Tinospora cordifolia (Giloy): Phytochemistry, ethnopharmacology, clinical application and conservation strategies
(Bentham Science Publishers, 2020) Pradeep Kumar; Madhu Kamle; Dipendra Kumar Mahato; Himashree Bora; Bharti Sharma; Prasad Rasane; Vivek K. Bajpai
Tinospora cordifolia (Giloy) is a medicinal plant used in folk and Ayurvedic medicines throughout India since ancient times. All the parts of the plant are immensely useful due to the presence of different compounds of pharmaceutical importance belonging to various groups as alkaloids, diterpenoid lactones, glycosides, steroids, sesquiterpenoid, and phenolics. These compounds possess pharmacological properties, which make it anti-diabetic, antipyretic, anti-inflammatory, anti-oxidant, hepato-protective, and immuno-modulatory.

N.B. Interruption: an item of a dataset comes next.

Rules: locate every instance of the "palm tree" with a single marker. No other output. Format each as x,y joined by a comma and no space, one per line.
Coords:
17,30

However, due to the increasing population, there is an in-adequate supply of drugs. Therefore, this review focuses on phytochemistry, ethnopharmacology, clinical application and its conservation strategies so that the plant can be conserved for future generations and utilized as alternative medicine as well as to design various pharmacologically important drugs. © 2020 Bentham Science Publishers.